6:00 AM EDT, August 19, 2013
If you have been watching the delightfully capable John Oliver make us forget Jon Stewart this summer on Comedy Central's The Daily Show, you know that he has been howling at the mainstream media to stop talking about 2016 until Mr. Stewart gets back. He only has a few weeks in the chair, he says, and he wants to talk about absolutely anything other than the presidential race.
So do we all, because we are still woozy from 2012.
The speculation is apparently unnecessary because supposedly the job is Hillary Clinton's if she wants it.
But the continued uncertainty — although among whom, I can't imagine — regarding Ms. Clinton's decision is keeping the rest of the Democratic hopefuls in suspended animation, including our own Gov. Martin O'Malley, who is spending the rest of this year letting his "soul catch up with his body" after power-walking his agenda, once again, through the Maryland General Assembly.
He has said he will take this time to decide whether to run for president, spending it reading and thinking and attending to his children and seeing if he truly has something to offer
"Just doing that important work that a human being has to do to be centered and present and make a rational decision on something this big and to do it for the right reasons and in the right way," he said over beers with political reporters while in Milwaukee for the National Governors Association meeting.
Nobody asked me — certainly Governor O'Malley didn't ask me — but I am going to say, don't do it.
I know that this thinking is not in the service of democracy, but I have come to believe that if you are running for president, you don't deserve my vote and you are not worthy of the job.
The 2012 presidential campaign, and especially the Republican primary debates, were so odious that I came away thinking that we should do this the way the Catholic cardinals elect a pope: If you actively campaign for the job, you won't be elected. Your ambition makes you unclean. You are not worthy of the holy power of the papacy if you are seen to be grasping for it.
I know I will be pilloried for this, but I actually like Governor O'Malley. As a person. Years ago, I was stage-side with the roadies in his band, O'Malley's March, during a gig, and he sat with us between sets and talked, with wonder in his voice, about a recent trip to Australia and all he had seen and learned.
He didn't know I was a writer for The Sun, and I did not write about that evening, but I was impressed by his enthusiastic thirst for learning new things and his contemplative nature, and I thought he was quite the decent guy.
But a decent guy wouldn't put his family through what it takes to be president.
Does he really want to have angry tea partiers talking about his wife's appearance or complaining that his children go to private schools or about the family's dog, the family's choice of vacation spots, or how his children don't deserve the expense of federal protection?
His opponents will ridicule his Catholic faith, just as they did Rick Santorum's. They will force him to twist his, I am thinking, dearly held social conscience into something that looks like the double helix until he doesn't know what he believes anymore and neither do we. And he will have to grub for money in the most unseemly ways.

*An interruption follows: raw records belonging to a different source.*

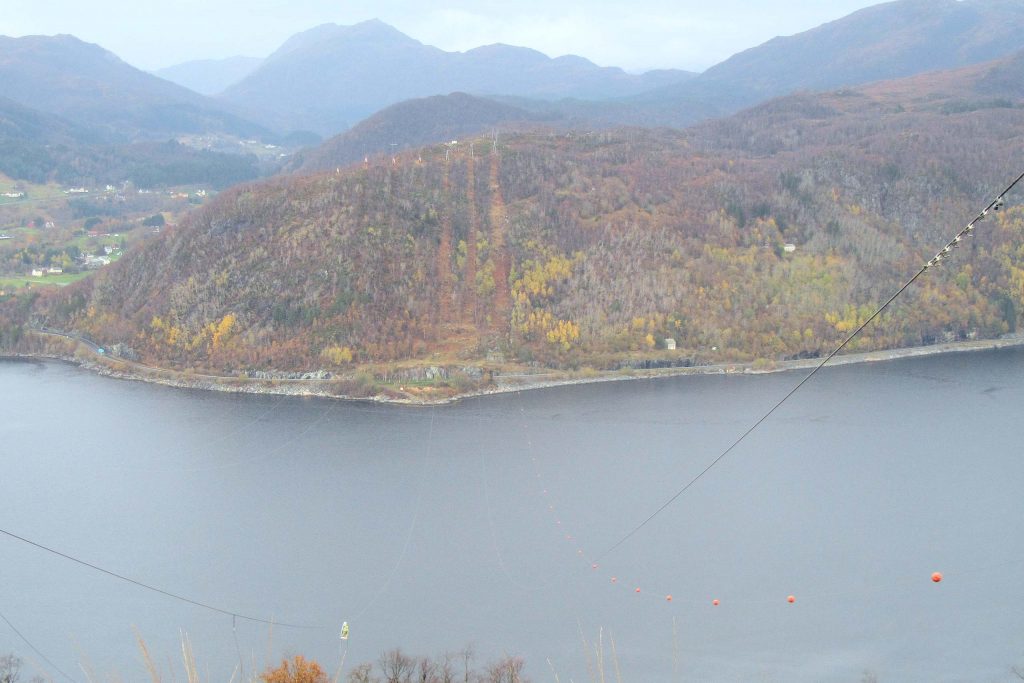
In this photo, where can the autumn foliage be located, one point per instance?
(768, 235)
(296, 670)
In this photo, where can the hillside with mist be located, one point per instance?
(883, 42)
(89, 86)
(584, 249)
(330, 78)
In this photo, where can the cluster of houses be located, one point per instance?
(41, 272)
(86, 260)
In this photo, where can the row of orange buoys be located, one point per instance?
(936, 575)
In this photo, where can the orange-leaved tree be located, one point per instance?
(296, 670)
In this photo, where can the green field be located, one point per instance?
(47, 281)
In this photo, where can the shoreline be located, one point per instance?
(502, 383)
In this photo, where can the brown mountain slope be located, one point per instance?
(612, 243)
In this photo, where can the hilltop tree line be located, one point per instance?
(770, 235)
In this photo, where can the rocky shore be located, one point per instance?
(324, 384)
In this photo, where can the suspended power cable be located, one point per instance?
(147, 587)
(34, 648)
(943, 253)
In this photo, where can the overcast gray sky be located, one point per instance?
(639, 35)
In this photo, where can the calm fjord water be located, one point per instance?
(430, 528)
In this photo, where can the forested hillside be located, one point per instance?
(886, 41)
(768, 235)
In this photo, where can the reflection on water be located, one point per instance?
(431, 528)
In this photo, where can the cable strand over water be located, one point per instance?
(943, 253)
(152, 588)
(34, 648)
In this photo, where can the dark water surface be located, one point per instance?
(430, 528)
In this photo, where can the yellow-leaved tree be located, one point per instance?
(296, 670)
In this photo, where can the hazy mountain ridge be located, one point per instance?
(400, 260)
(209, 77)
(41, 147)
(331, 77)
(415, 123)
(90, 86)
(882, 42)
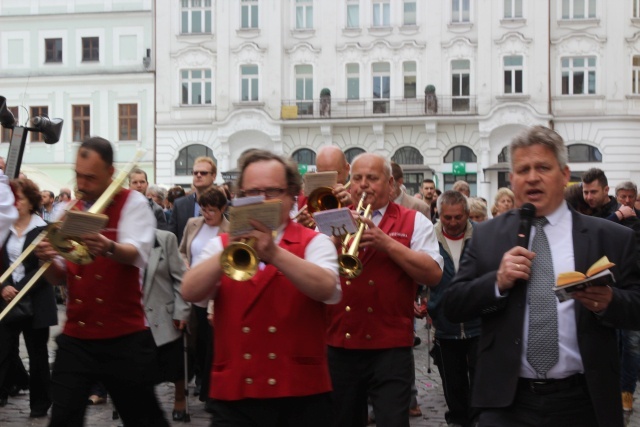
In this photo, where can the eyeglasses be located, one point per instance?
(269, 193)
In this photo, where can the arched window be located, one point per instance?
(408, 156)
(184, 162)
(351, 153)
(304, 156)
(583, 153)
(460, 153)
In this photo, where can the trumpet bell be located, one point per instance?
(239, 261)
(349, 266)
(322, 199)
(72, 250)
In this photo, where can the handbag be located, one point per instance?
(23, 310)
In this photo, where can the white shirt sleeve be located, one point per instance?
(8, 212)
(424, 239)
(137, 227)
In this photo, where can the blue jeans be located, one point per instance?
(630, 359)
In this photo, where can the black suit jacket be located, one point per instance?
(45, 311)
(182, 211)
(472, 293)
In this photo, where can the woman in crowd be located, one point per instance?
(37, 310)
(505, 201)
(197, 232)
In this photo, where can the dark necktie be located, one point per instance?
(542, 349)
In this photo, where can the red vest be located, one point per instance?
(105, 297)
(376, 310)
(269, 337)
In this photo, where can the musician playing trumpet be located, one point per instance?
(370, 332)
(270, 364)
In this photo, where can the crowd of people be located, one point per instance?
(309, 339)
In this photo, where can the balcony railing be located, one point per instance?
(376, 107)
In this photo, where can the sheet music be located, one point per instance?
(319, 179)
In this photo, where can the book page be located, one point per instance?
(78, 223)
(268, 213)
(319, 179)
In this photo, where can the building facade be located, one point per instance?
(81, 61)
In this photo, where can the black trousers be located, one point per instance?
(456, 361)
(384, 375)
(36, 342)
(564, 408)
(126, 366)
(307, 411)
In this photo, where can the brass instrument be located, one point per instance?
(239, 261)
(73, 250)
(349, 265)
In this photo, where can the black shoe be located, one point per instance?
(178, 415)
(37, 413)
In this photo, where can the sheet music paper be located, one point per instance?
(319, 179)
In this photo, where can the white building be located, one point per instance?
(81, 61)
(228, 73)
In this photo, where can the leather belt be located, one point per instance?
(548, 386)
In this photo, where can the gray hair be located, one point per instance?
(540, 135)
(452, 197)
(627, 185)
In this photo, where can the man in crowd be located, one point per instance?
(105, 337)
(204, 174)
(456, 344)
(270, 363)
(47, 209)
(536, 354)
(138, 182)
(370, 332)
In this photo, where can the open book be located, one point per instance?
(597, 275)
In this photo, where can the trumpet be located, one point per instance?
(349, 265)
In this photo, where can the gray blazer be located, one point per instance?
(162, 300)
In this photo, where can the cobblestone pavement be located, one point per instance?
(430, 398)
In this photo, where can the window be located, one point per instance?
(353, 81)
(460, 153)
(353, 13)
(351, 153)
(304, 14)
(128, 122)
(381, 86)
(90, 49)
(460, 10)
(34, 112)
(583, 153)
(578, 9)
(304, 88)
(249, 82)
(53, 50)
(304, 156)
(196, 16)
(408, 156)
(81, 116)
(409, 16)
(249, 14)
(635, 75)
(460, 87)
(579, 75)
(196, 87)
(381, 13)
(512, 74)
(409, 75)
(512, 9)
(5, 135)
(186, 156)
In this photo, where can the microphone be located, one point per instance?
(527, 213)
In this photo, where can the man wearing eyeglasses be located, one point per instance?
(270, 365)
(204, 173)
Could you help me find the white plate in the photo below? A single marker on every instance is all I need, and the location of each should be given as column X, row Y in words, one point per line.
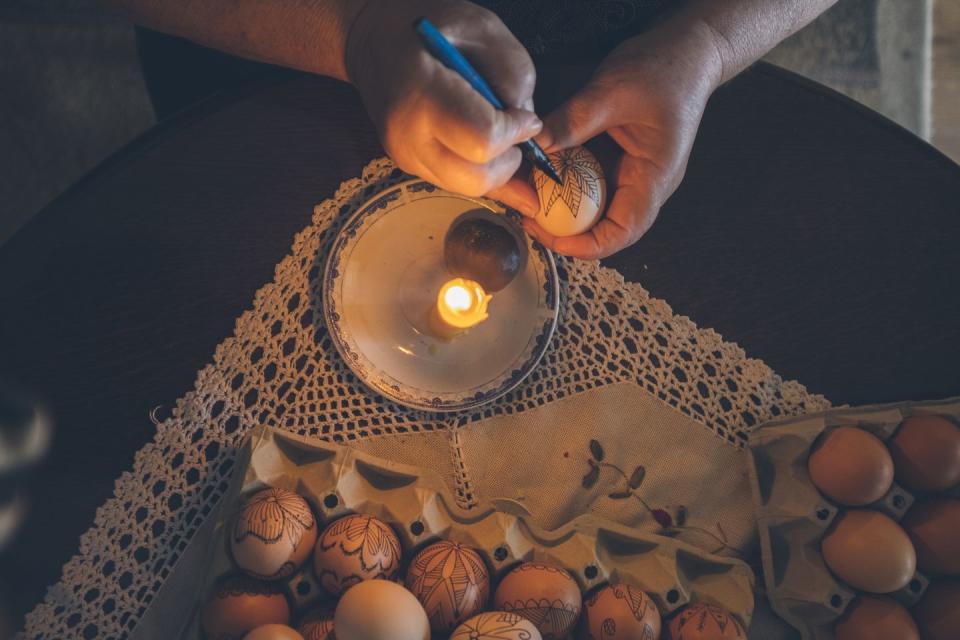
column 381, row 280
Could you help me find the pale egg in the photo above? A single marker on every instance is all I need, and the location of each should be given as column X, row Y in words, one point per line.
column 545, row 595
column 496, row 625
column 573, row 207
column 703, row 621
column 355, row 548
column 875, row 618
column 451, row 582
column 851, row 466
column 273, row 534
column 621, row 612
column 869, row 551
column 238, row 604
column 273, row 632
column 380, row 610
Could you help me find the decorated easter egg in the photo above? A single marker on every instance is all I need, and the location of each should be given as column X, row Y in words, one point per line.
column 869, row 551
column 926, row 453
column 317, row 625
column 239, row 604
column 451, row 582
column 380, row 610
column 355, row 548
column 621, row 612
column 576, row 205
column 546, row 596
column 273, row 535
column 851, row 465
column 273, row 632
column 496, row 625
column 875, row 618
column 703, row 621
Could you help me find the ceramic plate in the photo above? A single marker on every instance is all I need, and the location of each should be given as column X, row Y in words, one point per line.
column 381, row 281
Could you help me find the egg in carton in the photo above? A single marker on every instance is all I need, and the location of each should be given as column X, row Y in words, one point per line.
column 338, row 481
column 793, row 516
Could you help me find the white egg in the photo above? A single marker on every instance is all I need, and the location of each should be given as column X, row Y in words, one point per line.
column 380, row 610
column 576, row 205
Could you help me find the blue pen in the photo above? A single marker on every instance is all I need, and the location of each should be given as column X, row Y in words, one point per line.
column 441, row 49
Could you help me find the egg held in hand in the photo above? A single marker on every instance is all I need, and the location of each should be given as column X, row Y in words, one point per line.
column 851, row 466
column 573, row 207
column 380, row 610
column 355, row 548
column 273, row 534
column 869, row 551
column 451, row 582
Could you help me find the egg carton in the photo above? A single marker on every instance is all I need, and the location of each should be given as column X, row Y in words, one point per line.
column 415, row 502
column 792, row 514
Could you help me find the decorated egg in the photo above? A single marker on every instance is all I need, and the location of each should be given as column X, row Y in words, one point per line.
column 355, row 548
column 869, row 551
column 703, row 621
column 938, row 612
column 380, row 610
column 576, row 205
column 451, row 582
column 621, row 612
column 926, row 453
column 875, row 618
column 496, row 625
column 934, row 529
column 238, row 604
column 481, row 248
column 317, row 625
column 273, row 632
column 546, row 596
column 273, row 535
column 851, row 466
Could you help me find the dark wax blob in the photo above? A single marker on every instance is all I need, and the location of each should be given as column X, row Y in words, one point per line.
column 483, row 250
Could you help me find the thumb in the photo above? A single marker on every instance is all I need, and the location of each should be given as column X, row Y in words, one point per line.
column 582, row 117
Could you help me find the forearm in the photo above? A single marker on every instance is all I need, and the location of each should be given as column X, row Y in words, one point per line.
column 309, row 35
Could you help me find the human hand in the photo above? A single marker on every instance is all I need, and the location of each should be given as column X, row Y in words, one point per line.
column 431, row 122
column 648, row 95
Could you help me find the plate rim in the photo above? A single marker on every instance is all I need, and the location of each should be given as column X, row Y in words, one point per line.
column 332, row 320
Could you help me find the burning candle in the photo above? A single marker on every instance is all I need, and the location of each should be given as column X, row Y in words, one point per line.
column 461, row 304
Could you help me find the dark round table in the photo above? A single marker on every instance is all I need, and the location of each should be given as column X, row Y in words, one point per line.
column 816, row 234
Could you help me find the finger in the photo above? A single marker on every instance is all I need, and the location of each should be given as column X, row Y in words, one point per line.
column 471, row 127
column 518, row 194
column 585, row 115
column 462, row 176
column 630, row 215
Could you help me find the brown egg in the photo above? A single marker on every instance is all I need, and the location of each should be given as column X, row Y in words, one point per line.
column 938, row 612
column 353, row 549
column 496, row 625
column 546, row 596
column 621, row 612
column 451, row 582
column 317, row 625
column 875, row 618
column 926, row 453
column 851, row 466
column 703, row 621
column 273, row 535
column 934, row 528
column 869, row 551
column 238, row 604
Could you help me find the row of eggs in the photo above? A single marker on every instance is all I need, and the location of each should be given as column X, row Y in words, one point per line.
column 875, row 554
column 446, row 590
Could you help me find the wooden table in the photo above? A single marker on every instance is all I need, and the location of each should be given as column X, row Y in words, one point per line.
column 816, row 234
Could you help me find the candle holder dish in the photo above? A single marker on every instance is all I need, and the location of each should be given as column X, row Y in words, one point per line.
column 380, row 287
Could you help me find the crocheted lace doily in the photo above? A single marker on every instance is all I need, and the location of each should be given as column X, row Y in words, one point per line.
column 280, row 369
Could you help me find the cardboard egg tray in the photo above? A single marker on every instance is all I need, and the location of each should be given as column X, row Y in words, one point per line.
column 792, row 515
column 337, row 481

Katie O'Malley, a bright and accomplished judge and outspoken in the cause of same sex marriage, repeal of the death penalty, bullying, high-school dropout rates and domestic violence, will be turned into a cartoon character during a series of formulaic profiles by women journalists, and I will probably have to write one of them.
His sons, in high school and middle school, are at critical points in their lives, and they need the firm hand of a father, not a gap year on a campaign bus. His daughters are just beginning their adult lives, and they should be able to count on him to help them make this transition.
Governor O'Malley is being urged to run, even if Ms. Clinton does, because he can be the straw horse to sharpen her during the primaries, and it will give him a national profile for a campaign in 2020. When I will again urge him not to run.
My advice, if he is asking, would be to get himself appointed as ambassador to Ireland, a job that has been vacant since Steelers owner Dan Rooney left in 2012, where his prayerful faith and his band would probably heal a lot of wounds.
Or get himself a job at the head of a Bill Gates-style non-profit where he will have the money and the clout to do the good that I think he wants to do.
Running for president is a soul-destroying power trip. Martin O'Malley can do better.